Family-level stressors, such as witnessing a family member get hurt, created an environment that affected the DNA within the cells of the children. The greater the number of exposures these kids had in life, the shorter their telomeres were – and this was after controlling for many other factors, including socioeconomic status, maternal education, parental age and the child’s age.

But here’s the surprising twist: Girls were significantly more likely to harbor shortened telomeres than boys. And for young boys with moms who’d reached higher education levels, the telomeres were longer on average, suggesting the better-educated moms wielded some kind of buffering effect.

“It does suggest that girls are much more impacted by negative events within the family than are boys,” Drury told The Times-Picayune. But it’s not yet clear why.

The usual caveat applies here: Both of those intriguing findings could be an artifact of sample size or selection, and it will take more than one study to pin down the ways in which gender or education complicate the story.

But the study does add to a growing body of research that offers a fascinating new glimpse into how our bodies manifest the stresses and hazards of our environment. UCSF molecular biologist Elizabeth Blackburn and colleagues did much of the early pioneering work on telomeres. Blackburn shared the 2009 Nobel Prize in medicine for her groundbreaking work in the field.

Telomeres protect the ends of chromosomes; the most popular metaphor compares them to the plastic casing that seals the ends of shoelaces. As we age, telomeres naturally grow shorter. A naturally occurring enzyme called telomerase serves to build them back up again, in a constant interplay between erosion and rebuilding.

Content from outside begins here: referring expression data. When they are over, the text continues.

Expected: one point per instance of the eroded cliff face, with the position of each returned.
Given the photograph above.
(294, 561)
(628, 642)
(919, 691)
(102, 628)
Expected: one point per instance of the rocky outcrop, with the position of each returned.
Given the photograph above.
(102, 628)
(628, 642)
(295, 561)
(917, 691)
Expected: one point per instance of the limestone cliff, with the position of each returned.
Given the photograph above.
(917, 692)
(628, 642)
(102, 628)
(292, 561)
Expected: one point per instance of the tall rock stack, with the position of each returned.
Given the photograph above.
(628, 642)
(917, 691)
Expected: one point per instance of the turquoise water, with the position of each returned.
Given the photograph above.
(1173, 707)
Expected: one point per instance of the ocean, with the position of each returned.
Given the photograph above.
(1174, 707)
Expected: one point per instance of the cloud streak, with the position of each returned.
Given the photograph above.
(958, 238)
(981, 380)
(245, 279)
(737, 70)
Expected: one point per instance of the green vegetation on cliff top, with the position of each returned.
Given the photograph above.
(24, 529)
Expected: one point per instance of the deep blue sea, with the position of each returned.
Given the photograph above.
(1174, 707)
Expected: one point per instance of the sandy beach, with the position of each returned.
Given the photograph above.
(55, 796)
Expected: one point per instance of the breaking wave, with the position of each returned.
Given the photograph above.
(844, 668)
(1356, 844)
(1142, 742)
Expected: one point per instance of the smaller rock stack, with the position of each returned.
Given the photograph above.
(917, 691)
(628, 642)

Think of a sandy beach: every year, heavy winter surf eats away the beach, carrying sand away, and every summer, gentler surf rebuilds the beachhead to its former fullness. But some experiences – debilitating stress, for example – can speed up “erosion” and overwhelm the rebuilding effect, leading to prematurely shortened telomeres.

In collaboration with UCSF psychologist Elissa Epel, Blackburn has published a number of innovative studies linking telomere length to environmental stressors, aging and illness. Telomere length has emerged as one potential barometer of a person’s overall health – and as a potential warning sign to take better care of oneself.

The New York Times described some of their research in a profile of Blackburn last year:

Compared with the mothers of healthy children, those with sick ones had shorter telomeres and less telomerase, and the longer they had been caring for the children, the shorter their telomeres were. The findings were similar in people taking care of spouses with dementia. Other studies have suggested that traumatic events early in life may have effects on telomeres and health that persist for decades.

We’ve long known that children who witness strife and violence are at higher risk of mental health problems and addiction as they grow up. But the new research from Tulane suggests that it’s not just our minds that are imperiled; the most basic building blocks of cellular life are somehow registering our traumas and possibly shrinking as a result.

More studies are needed to flesh out the links, and the research on telomeres and their link to aging and health is still a young field, but one that’s very much worth following.